2. Imagine só. Um grande salão de baile. Uma mulher usando uma crinolina com quase um metro e meio de largura. Ela está de pé com postura impecável, a cintura apertada por um espartilho. Ri baixinho, desliza pelo salão. E de repente, a natureza chama. E então?
3. A pergunta parece absurda. Mas para as mulheres vitorianas, era uma realidade cotidiana. E uma que elas eram obrigadas a enfrentar com silêncio e graça. O corpo humano não espera pela etiqueta. Mas a sociedade esperava que as mulheres fingissem que sim.

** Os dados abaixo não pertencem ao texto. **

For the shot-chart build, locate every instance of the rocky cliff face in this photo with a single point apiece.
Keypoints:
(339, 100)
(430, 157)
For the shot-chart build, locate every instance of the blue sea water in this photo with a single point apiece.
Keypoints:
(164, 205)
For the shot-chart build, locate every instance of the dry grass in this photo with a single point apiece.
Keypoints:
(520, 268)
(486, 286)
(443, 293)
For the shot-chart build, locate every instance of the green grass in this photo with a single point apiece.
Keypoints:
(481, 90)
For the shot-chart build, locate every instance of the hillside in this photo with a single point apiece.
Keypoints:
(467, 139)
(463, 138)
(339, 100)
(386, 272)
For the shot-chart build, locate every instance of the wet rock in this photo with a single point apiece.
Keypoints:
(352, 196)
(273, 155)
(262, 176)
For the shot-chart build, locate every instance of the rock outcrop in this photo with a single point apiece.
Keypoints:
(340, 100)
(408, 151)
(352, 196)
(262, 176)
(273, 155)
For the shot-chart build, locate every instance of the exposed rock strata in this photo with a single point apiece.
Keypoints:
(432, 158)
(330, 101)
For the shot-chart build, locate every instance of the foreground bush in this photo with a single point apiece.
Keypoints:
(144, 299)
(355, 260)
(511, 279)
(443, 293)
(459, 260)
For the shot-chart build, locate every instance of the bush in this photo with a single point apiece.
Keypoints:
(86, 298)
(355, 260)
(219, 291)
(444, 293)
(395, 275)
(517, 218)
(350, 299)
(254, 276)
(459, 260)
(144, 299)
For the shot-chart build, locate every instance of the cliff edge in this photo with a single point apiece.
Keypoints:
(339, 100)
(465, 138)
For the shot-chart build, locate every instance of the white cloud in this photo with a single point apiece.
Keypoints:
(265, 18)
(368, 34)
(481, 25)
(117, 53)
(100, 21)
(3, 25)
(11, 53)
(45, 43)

4. Por baixo das camadas de tafetá e renda havia uma luta silenciosa. Porque esses vestidos não eram apenas grandes eram engenharias. A crinolina, feita de aros de aço e tecido rígido, podia ser impossível de levantar sozinha. Abaixo dela, várias anáguas. Depois, as ceroulas. Depois, as meias. Cada camada era mais uma barreira entre a mulher e um alívio básico…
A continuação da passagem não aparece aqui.